Desa Adat Toraja Sillanan

Desa Adat Toraja Sillanan

Foto : Tim Indonesia Exploride

Sillanan adalah nama sebuah perkampungan tradisional masyarakat Toraja. Secara administratif, perkampungan ini masuk ke wilayah Desa Sillanan, Kecamatan Mengkendek, Kabupaten Tana Toraja, Provinsi Sulawesi Selatan. Perkampungan yang struktur tanahnya berbatu-batu ini dihuni oleh penduduk yang bekerja sebagai petani kopi, dan terletak sekitar 35 kilometer ke arah selatan Rantepao.

Di tempat ini terdapat bangunan-bangunan megalit berupa menhir maupun kubur batuyang berkaitan dengan tradisi dan upacara-upacara adat masyarakat Toraja yang hingga kini masih diselenggarakan.
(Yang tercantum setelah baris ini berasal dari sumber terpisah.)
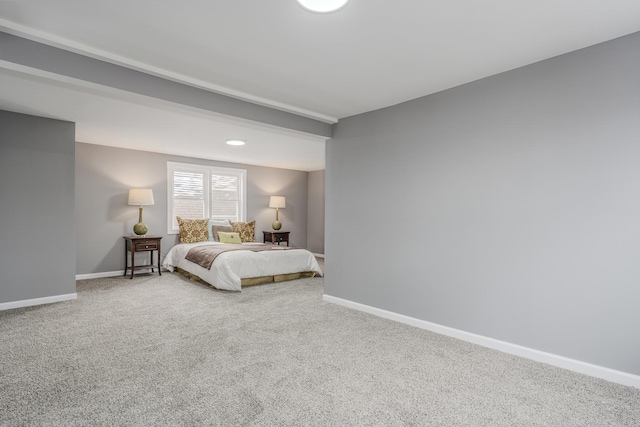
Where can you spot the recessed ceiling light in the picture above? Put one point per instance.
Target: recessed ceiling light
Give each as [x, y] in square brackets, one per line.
[235, 142]
[322, 6]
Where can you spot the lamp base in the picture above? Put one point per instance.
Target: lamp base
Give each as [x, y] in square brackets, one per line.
[140, 229]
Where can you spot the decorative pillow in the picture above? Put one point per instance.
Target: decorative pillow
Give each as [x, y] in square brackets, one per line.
[229, 237]
[193, 230]
[247, 230]
[212, 222]
[215, 229]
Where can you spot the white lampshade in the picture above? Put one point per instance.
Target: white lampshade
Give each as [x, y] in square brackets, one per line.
[277, 202]
[322, 6]
[140, 196]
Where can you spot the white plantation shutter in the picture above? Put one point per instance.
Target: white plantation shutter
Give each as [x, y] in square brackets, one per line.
[196, 191]
[225, 197]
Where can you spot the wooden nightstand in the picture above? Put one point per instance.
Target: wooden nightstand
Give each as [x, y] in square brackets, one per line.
[136, 244]
[276, 237]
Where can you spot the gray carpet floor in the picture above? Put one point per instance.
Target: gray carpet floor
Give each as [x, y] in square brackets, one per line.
[166, 351]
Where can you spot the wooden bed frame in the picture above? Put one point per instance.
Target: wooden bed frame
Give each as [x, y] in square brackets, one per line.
[253, 280]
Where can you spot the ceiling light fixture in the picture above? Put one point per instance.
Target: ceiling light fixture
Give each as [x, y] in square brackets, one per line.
[322, 6]
[235, 142]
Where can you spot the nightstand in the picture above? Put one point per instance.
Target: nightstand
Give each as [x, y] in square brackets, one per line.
[135, 244]
[276, 237]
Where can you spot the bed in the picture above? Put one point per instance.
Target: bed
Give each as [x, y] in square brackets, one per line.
[232, 270]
Dari upacara-upacara adat itu, wisatawan akan mendapatkan gambaran mengenai fungsi dan peranan peninggalan-peninggalan bersejarah tersebut terhadap kehidupan masyarakat setempat. Beberapa rumah tongkonan dan lumbung padi yang berusia sangat tua pun masih bisa ditemukan di sini, sementara beberapa diantaranya sudah direnovasi akibat termakan usia.
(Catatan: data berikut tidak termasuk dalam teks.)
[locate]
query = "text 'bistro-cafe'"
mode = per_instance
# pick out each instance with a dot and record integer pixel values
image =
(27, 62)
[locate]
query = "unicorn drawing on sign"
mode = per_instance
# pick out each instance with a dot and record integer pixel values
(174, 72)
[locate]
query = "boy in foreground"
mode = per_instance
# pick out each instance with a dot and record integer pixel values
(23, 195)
Tongkonan merupakan rumah adat masyarakat Toraja. Kata “tongkonan” berasal dari bahasa Toraja yaitu “tongkon” yang berarti duduk. Disebut tongkon karena memang bangunan ini berfungsi sebagai pusat pemerintahan dan kekuasaan adat. Tongkonan bukanlah rumah pribadi perseorangan tetapi diwariskan secara turun temurun oleh keluarga atau marga suku Toraja. Di rumah adat inilah, keluarga Toraja biasanya berkumpul untuk berdiskusi ataupun bertukar pendapat.

Tidak semua Tongkonan dapat dikunjungi, kecuali Tongkonan yang memang secara khusus dijadikan obyek wisata. Sementara Tongkonan milik keluarga Tana Toraja hanya boleh dikunjungi oleh anggota keluarga saja. Wisatawan bisa menanyakan tetua adat atau penduduk mengenai Tongkonan mana yang boleh dikunjungi.
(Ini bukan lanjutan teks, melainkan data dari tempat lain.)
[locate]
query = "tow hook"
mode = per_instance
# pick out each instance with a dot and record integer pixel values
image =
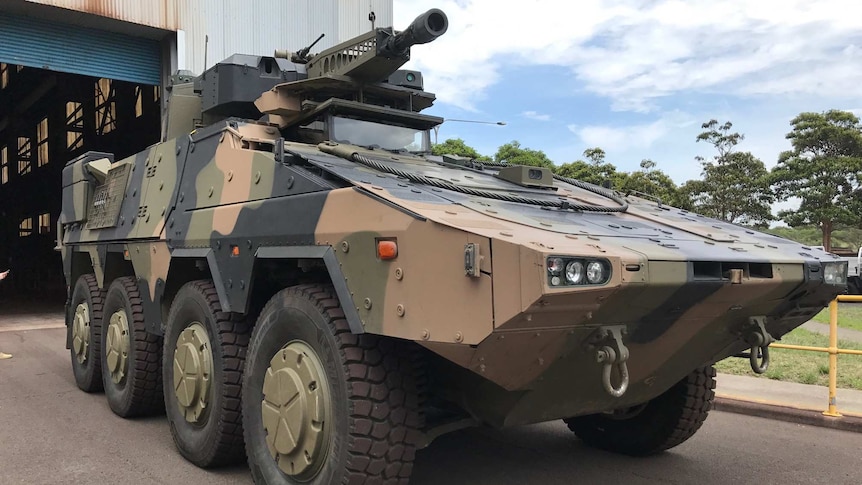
(755, 335)
(612, 352)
Tongkonan terbuat dari kayu dan memiliki atap yang terbuat dari daun nipa atau kelapa. Bangunan adat ini selalu dibangun menghadap ke utara, arah yang dianggap sebagai sumber kehidupan. Jika dilihat dari bagian samping, bentuk atap Tongkonan akan mirip seperti tanduk kerbau. Di kehidupan masyarakat Toraja, kerbau memang dijadikan simbol status sosial. Ketika keluarga Toraja menyelenggarakan upacara adat pemakaman, mereka akan menyembelih kerbau yang jumlahnya disesuaikan dengan kemampuan ekonomi keluarga penyelenggara adat. Setelah disembelih, tanduk-tanduk kerbau dipasang pada Tongkonan milik mereka. Semakin banyak jumlah tanduk kerbau pada Tongkonan, berarti semakin tinggi pula status sosial pemiliknya di kalangan masyarakat Toraja.

Rumah adat Toraja ini berbentuk rumah panggung, dan kolong rumah biasanya dipakai sebagai kandang kerbau. Di depannya terdapat lumbung padi, yang disebut ‘alang‘. Tiang-tiang lumbung terbuat dari batang pohon palem (‘bangah‘) yang licin, sehingga tikus tidak dapat memanjat masuk ke dalam lumbung. Di bagian depan lumbung terdapat berbagai ukiran bergambar ayam dan matahari, yang merupakan simbol untuk menyelesaikan perkara.

Orang Toraja menganggap tongkonan sebagai simbol ‘ibu‘, sedangkan alang sebagai ‘bapak‘. Tongkonan tidak hanya berfungsi sebagai rumah tinggal, tetapi juga sebagai tempat mengadakan kegiatan sosial, upacara adat, serta membina kekerabatan. Bagian dalam rumah dibagi menjadi tiga bagian, yaitu bagian utara, tengah dan selatan. Bagian utara atau ‘tengalok’ berfungsi sebagai ruang tamu, ruang tidur anak-anak, dan juga tempat meletakkan sesaji. Bagian tengah yang disebut ‘sali‘ berfungsi sebagai ruang makan, pertemuan keluarga, tempat menyemayamkan orang mati, dan juga sebagai dapur. Dan bagian selatan disebut ‘sumbung‘, merupakan ruangan untuk kepala keluarga.

Rumah adat Toraja memiliki beberapa ornamen ukiran khas Toraja yang terbuat dari tanah liat, biasanya menggunakan empat warna dasar yakni hitam, merah, kuning, serta putih. Bagi suku Toraja, keempat warna itu memiliki makna tersendiri. Warna hitam melambangkan kematian, kuning menjadi simbol anugerah dan kekuasaan Illahi, putih lambang warna daging dan tulang yang berarti suci, sementara merah menjadi simbol warna darah yang melambangkan kehidupan manusia. Sama halnya dengan jumlah tanduk kerbau, jumlah ornamen di dalam Tongkonan juga melambangkan tingkat kemewahan.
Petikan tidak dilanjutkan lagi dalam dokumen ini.